This is very hacker-like thinking, using tech's biases against it!
I can't help but feel like we're all doing it wrong against scraping. Cloudflare is not the answer, in fact, I think that they lost their geek cred when they added their "verify you are human" challenge screen to become the new gatekeeper of the internet. That must remain a permanent stain on their reputation until they make amends.
Are there any open source tools we could install that detect a high number of requests and send those IP addresses to a common pool somewhere? So that individuals wouldn't get tracked, but bots would? Then we could query the pool for the current request's IP address and throttle it down based on volume (not block it completely). Possibly at the server level with nginx or at whatever edge caching layer we use.
I know there may be scaling and privacy issues with this. Maybe it could use hashing or zero knowledge proofs somehow? I realize this is hopelessly naive. And no, I haven't looked up whether someone has done this. I just feel like there must be a bulletproof solution to this problem, with a very simple explanation as to how it works, or else we've missed something fundamental. Why all the hand waving?
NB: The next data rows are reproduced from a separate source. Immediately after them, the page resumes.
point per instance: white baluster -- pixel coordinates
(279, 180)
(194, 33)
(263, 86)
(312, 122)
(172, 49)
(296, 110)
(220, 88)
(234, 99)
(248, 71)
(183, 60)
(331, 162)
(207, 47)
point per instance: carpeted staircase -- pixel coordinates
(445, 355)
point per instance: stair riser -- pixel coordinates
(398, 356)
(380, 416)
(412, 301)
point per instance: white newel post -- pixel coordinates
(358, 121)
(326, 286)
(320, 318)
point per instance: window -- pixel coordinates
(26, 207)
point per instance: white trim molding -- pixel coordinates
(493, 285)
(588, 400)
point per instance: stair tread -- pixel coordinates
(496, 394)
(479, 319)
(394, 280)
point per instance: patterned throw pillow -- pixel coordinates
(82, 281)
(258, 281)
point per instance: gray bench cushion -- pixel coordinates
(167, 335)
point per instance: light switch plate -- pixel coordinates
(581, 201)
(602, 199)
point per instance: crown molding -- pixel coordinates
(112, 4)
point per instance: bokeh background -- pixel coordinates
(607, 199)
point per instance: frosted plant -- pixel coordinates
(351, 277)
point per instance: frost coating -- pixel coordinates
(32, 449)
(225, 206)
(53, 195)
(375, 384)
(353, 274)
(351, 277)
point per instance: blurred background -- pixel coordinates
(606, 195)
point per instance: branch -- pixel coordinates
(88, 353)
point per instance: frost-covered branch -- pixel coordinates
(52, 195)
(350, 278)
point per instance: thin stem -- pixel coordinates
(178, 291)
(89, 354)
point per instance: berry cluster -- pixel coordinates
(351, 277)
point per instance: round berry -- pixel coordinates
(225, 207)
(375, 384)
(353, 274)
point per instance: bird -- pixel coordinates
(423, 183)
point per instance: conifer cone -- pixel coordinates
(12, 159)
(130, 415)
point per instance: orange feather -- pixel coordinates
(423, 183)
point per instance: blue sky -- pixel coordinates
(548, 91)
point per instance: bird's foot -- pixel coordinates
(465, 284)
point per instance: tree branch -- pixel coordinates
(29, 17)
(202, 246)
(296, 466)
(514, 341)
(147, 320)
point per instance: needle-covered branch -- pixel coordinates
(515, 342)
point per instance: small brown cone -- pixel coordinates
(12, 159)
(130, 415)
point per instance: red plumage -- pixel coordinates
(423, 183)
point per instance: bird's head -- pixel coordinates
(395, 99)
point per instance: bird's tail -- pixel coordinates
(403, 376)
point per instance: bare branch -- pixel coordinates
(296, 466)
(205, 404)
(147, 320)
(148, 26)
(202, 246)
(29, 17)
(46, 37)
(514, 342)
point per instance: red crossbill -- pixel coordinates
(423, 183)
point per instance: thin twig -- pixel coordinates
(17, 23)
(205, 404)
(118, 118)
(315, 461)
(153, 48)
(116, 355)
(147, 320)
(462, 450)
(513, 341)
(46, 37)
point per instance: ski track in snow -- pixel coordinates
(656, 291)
Your approach to GenAI scrapers is similar to our fight with email spam. The reason email spam got solved was because the industry was interested in solving it. But this issue got the industry split: without scraping, GenAI tools are less functional. And there is some serious money involved, so they will use whatever means necessary, technical and legal, to fight such initiatives.
I've been exploring decentralized trust algorithms lately, and so reading this was nice. I've a similar intuition - for every advance in scraping detection, scrapers will learn too, and so it's an ongoing war of mutations, but no real victor.
The internet has seen success with social media content moderation and so it seems natural enough that an application could exist for web traffic itself. Hosts being able to "downvote" malicious traffic, and some sort of decay mechanism given IP's recycling. This exists in a basic sense with known TOR exit nodes and known AWS, GCP IP's, etc.
That said, we probably don't have the right building blocks yet, IP's are too ephemeral, yet anything more identity-bound is a little too authoritarian IMO. Further, querying something for every request is probably too heavy.
Fun to think about, though.
Scrapers use residential IP proxies, so blocking based on IP addresses is not a solution.
maybe some proof of work scheme to load page content with increasing difficulty based on ip address behavior profiling.
Firewall.